Cultura

“Eu acho que a música não tem cor”, diz cantora e compositora Alaíde Costa

Crédito:  João Castellano

Fora de cena: em entrevista à ISTOÉ, na Casa de Francisca, em São Paulo, Alaíde conta que não percebia exclusão e racismo à época (Crédito: João Castellano)

Por Ana Mosquera

Prestes a completar 88 anos, a cantora e compositora Alaíde Costa vive o auge da carreira de sete décadas. Nascida no Méier, subúrbio carioca, caminhou na contramão do que esperavam dela como mulher negra: que cantasse samba. Eram as vozes de Sílvio Caldas e Dalva de Oliveira que a emocionavam.“Não sei de onde isso vem. De outras vidas, talvez”, diz. Autodidata, não pensava em viver da música, mas o sucesso em programas de calouros, como o de Ary Barroso, e nas rádios fez com que seu caminho se cruzasse com nomes como João Gilberto.

Na roda da Zona Sul carioca, fez parcerias com Vinicius de Moraes e Tom Jobim, e foi crucial para a Bossa Nova, apesar de não figurar entre os protagonistas. Após o racismo velado, dos “nãos” de gravadoras à exclusão do show do movimento em 1962, em Nova York, colhe os frutos tardios da trajetória.

Marcou presença nos 60 anos da Bossa no Carnegie Hall, em outubro, realiza turnê com três shows pelo Brasil, e está em gravação do segundo álbum com o rapper Emicida, e os produtores Marcus Preto e Pupillo (Nação Zumbi). O primeiro, O que meus calos dizem sobre mim, ganhou o Prêmio da Música Brasileira de Melhor Disco da MPB. No dia 20, foi uma das condecoradas com o Troféu Raça Negra.

Quando você começou a se apresentar publicamente?
Quando eu tinha 12 para 13 anos, meu irmão me inscreveu em um programa de calouros em um circo. Falei que não ia, mas ele me ameaçou. Disse que se eu não fosse, a polícia ia me prender (risos). Então fui e ganhei o prêmio. Mas não sonhava em ser cantora, só gostava de cantar.

E quando decidiu viver da música?
Fiquei quatro anos cantando em programas de calouros. Estava sempre vencendo tudo, mas me tornar profissional foi difícil, porque escolhia músicas que não estavam “no esquema”. Eu não gostava das músicas que cantavam à época, mas uma me chamou a atenção, “Noturno” (Em tempo de samba), na voz de Sílvio Caldas. Mas era rádio. Eu ia escrevendo a letra e memorizando a melodia, o que demorou, porque ele não cantava sempre. Quando finalmente aprendi, fui a uma loja de instrumentos musicais e partituras, e depois à Rádio Tupi, no programa do Ary Barroso.

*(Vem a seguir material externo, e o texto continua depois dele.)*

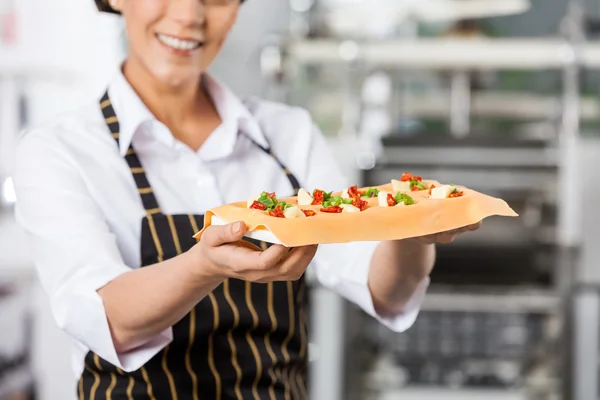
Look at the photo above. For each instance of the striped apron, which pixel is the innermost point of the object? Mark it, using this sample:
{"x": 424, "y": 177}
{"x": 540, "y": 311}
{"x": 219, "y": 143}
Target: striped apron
{"x": 243, "y": 341}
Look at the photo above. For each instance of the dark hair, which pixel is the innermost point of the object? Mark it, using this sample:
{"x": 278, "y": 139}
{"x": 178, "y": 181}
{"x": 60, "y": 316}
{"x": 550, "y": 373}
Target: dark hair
{"x": 104, "y": 6}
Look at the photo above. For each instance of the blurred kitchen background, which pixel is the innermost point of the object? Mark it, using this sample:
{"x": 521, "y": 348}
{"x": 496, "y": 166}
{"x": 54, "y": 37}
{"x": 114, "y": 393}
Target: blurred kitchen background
{"x": 499, "y": 95}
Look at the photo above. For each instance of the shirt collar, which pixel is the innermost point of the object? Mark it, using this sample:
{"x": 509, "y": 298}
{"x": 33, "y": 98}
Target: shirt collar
{"x": 235, "y": 116}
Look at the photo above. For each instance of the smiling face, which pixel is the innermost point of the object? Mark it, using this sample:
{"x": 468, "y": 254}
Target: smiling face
{"x": 176, "y": 40}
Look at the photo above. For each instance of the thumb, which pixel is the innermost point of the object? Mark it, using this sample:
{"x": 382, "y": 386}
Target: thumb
{"x": 223, "y": 234}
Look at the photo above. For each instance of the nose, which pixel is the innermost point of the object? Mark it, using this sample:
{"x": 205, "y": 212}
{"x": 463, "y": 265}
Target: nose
{"x": 189, "y": 13}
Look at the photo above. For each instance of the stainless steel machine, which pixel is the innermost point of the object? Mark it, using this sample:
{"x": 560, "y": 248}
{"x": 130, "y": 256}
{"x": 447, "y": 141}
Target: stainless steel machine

Cheguei com a partitura e o pianista falou, “você não vai poder cantar. Essa música é muito complicada. Tenho que passar para o seu tom e é difícil fazer isso agora. Eu vou ficar com a partitura e, quando tiver transportado, te chamamos”. Demorou de novo, mas me chamaram. E o Ary Barroso me deu nota máxima. Ninguém entendia minhas escolhas, mas viam que eu tinha talento.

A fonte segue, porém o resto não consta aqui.